Beijing: Buoyed by successful trials of its first aircraft carrier, China plans to build more new carriers as it looks to spread out its global naval presence in the midst of maritime disputes with a host of neighbours.
China is planning to build more aircraft carriers in addition to the two-year-old Liaoning, which it purchased from Ukraine and commissioned in 2012, state-run Global Times reported on Monday.
Although Chinese authorities have never openly confirmed whether a homemade carrier is underway, they have also never denied it.
Ministry of National Defense spokesman Yang Yujun said last August that although the Liaoning is China's first aircraft carrier, "there will surely be more in future."
He said China will consider the development of aircraft carriers in accordance with its national defense needs.
Military experts confirm that the country needs at least three carriers to form a basic battle force, the Global Times report said.

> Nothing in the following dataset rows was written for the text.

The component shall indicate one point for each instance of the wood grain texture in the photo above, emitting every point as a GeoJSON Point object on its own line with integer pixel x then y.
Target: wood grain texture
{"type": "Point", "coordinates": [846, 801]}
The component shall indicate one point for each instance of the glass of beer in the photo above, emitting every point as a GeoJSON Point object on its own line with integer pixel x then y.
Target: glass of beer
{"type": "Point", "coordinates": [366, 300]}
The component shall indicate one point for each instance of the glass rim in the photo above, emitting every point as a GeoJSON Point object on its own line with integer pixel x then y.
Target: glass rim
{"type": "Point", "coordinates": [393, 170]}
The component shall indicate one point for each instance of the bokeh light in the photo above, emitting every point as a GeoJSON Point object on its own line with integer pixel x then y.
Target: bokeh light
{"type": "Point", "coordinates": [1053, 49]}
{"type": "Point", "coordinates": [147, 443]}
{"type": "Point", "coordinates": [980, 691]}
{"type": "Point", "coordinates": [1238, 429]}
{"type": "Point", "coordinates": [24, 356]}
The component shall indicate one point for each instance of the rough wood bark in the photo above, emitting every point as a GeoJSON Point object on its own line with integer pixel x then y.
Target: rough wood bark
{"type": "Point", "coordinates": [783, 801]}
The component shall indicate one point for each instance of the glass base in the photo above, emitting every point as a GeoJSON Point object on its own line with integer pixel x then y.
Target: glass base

Du Wenlong, a research fellow at the PLA Academy of Military Science, told the daily that China should deploy at least that amount.
With three carriers, one is always available for operational missions, while the second is used for training and the third is re-supplied and retrofitted.
Du also said that most missions require at least two carriers working together.
While China was involved in maritime disputes with Vietnam, the Philippines, Malaysia, Brunei and Taiwan in South China Sea, it competed with Japan over asserting its sovereignty over the disputed islands in the East China Sea.
Chinese navy too scaled up its presence in the Indian Ocean, where China has funded a number of ports in Sri Lanka and other countries.
China recently denied reports that it plans to establish 18 naval bases while asserting that it submarine's presence in Colombo port was only for refueling purposes.
Although Chinese authorities have claimed that China's aircraft carrier is not being built with a specific target in mind, military experts said that to maintain China's maritime rights Chinese navy will have to break the "first island chain" blockade to gain access to the Indian Ocean, the report said.
The Chinese navy's experience in testing and training on the Liaoning will have important implications for China's future homemade carriers, it said.
Experts say China's military logistics infrastructure will soon be mature enough to allow the country's new homemade carrier, once completed and commissioned, to form a powerful battle force, it said.